As a student of (social) history I spend a  lot of time in 'the way things used to be'. I love those Then and Now books featuring photos of locales from earlier times, matched with contemporary views. Lincoln Then and Now, about my husband's home town, is a favourite in our household. This site features a sample.

 I regularly wander into the historic public domain post cards of Trenton Ontario residing in the Quinte West Public Library digital collection. Returning outdoors after a research visit closes the gap in the years - the old days, the Al Purdy days, today telescope together.

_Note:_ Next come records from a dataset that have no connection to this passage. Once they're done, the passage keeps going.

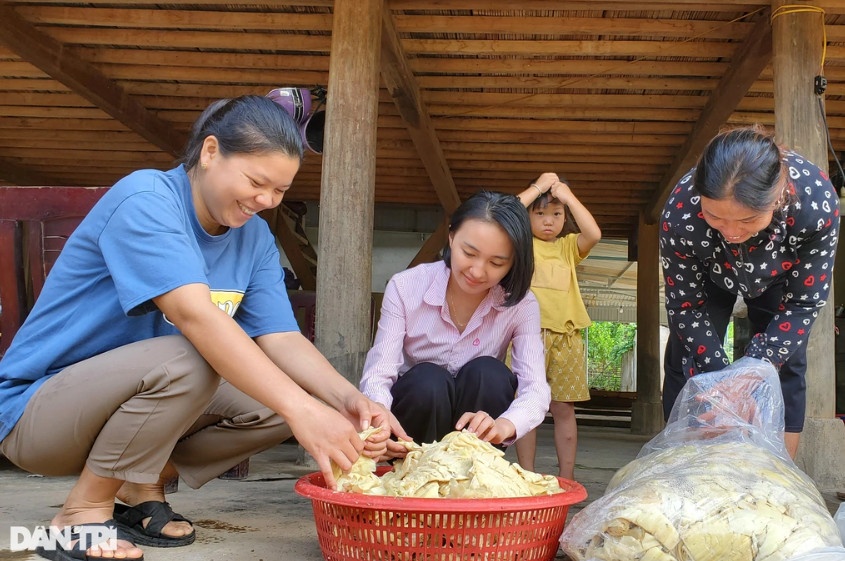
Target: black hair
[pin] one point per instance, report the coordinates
(510, 215)
(249, 124)
(570, 226)
(743, 163)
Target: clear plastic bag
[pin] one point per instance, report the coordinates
(715, 485)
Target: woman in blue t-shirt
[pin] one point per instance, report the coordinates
(163, 342)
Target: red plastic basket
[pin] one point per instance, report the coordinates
(353, 526)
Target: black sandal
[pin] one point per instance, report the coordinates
(76, 552)
(129, 519)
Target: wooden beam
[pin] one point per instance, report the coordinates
(15, 174)
(432, 246)
(86, 80)
(400, 82)
(750, 59)
(290, 246)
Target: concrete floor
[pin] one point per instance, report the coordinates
(261, 518)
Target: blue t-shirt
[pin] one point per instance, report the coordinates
(141, 240)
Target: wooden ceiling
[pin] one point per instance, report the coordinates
(617, 96)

Shown above is an interesting downtown intersection, two streets opening on an angle from Dundas, the main street. The historic photo is labelled Ridgeway and Murphy Streets. On today's map the streets show as King and Murphy. On the extreme right in the photo is a tiny part of the two storey oriel window dignifying the corner of the Gilbert House hotel.

The image shot yesterday shows the same peculiar intersection. The shiny government building at the extreme right of the photo replaces the old hotel.

In the poem 'Lament', from Sundance at Dusk (1976) Al tells the story of the once-powerful men like his grandfather Ridley Purdy who worked the ancient log-drives, reduced to sitting in the hotel lobby demonstrating their prowess at the spittoons of the Gilbert House. In the old days where there was still somewhere for old men to be mighty at something.

"The Gilbert House has leather chairs in the lobby
and maybe half a dozen very old men
dozed there taking pot shots at the rubber tree
which died slowly and dust settled on them slowly
until Spang went the spittoon singing you're dead."